La respuesta de los empresarios e inversionistas a los programas de estímulo no suele ser inmediata y de suyo viene precedida de minucioso y concienzudo análisis del marco general –ejemplo, la cultura y estabilidad política–, del entorno económico –PIB, inflación, brecha externa o déficit en la cuenta corriente de la balanza de pagos–, de las políticas fiscal y monetaria, del funcionamiento de las instituciones del sector público y sobre todo del respeto a la ley y a la propiedad privada –esto último es esencial para el fortalecimiento de la confianza como eje fundamental de cualquier sistema económico que pretenda ser exitoso–. Sobre la confianza, es preciso puntualizar que como tal no se decreta –no es asunto que depende de la voluntad o necesidad del gobierno–, forma parte de la psicología tanto del empresario como del consumidor e incide poderosamente en el desempeño de la economía –mucho más que otras variables de significativa importancia–. En el sentido de lo apuntado, la credibilidad y el prestigio de las instituciones del sector público y de quienes temporalmente las administran, son factores determinantes de la confianza que puedan tener los agentes económicos en un momento determinado.
Queda suficientemente demostrado que cuando se desvencija el Estado de Derecho y desfallecen las instituciones, la confianza en un sistema económico establecido disminuye ostensiblemente, afectándose el desenvolvimiento de la sociedad en su conjunto.
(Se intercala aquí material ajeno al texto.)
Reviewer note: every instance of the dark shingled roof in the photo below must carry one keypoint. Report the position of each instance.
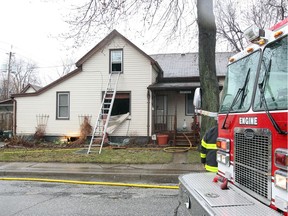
(186, 64)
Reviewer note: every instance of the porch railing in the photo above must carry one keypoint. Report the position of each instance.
(6, 121)
(164, 123)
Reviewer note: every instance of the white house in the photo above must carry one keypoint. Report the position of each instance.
(158, 100)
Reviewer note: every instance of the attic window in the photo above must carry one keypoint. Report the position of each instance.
(116, 61)
(63, 105)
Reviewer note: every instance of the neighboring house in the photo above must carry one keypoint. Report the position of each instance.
(157, 98)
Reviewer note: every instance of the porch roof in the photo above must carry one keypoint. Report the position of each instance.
(174, 86)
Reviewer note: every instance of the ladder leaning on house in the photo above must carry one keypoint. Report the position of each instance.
(104, 114)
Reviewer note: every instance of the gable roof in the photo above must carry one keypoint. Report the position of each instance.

Ello se refleja primeramente en los indicadores de consumo e inversión y naturalmente en el crecimiento de la renta o del valor de bienes y servicios producidos por una economía en un período definido. Las naciones hispanoamericanas y sus economías vienen padeciendo desde hace décadas un serio problema de confianza, siempre en función de los vaivenes de la política, de las aspiraciones desatendidas sobre todo para con los menos favorecidos, de repetidos dislates en la concepción e implementación de políticas públicas –con sus resultados mayormente nefastos– y de los enfrentamientos de corte fundamentalmente ideológico entre distintas parcialidades aspirantes al ejercicio de la función de gobierno; un drama público y recurrente de marchas y contramarchas que alternativamente fortalecen y destruyen la confianza, mientras se despilfarran recursos y se pierden oportunidades históricas.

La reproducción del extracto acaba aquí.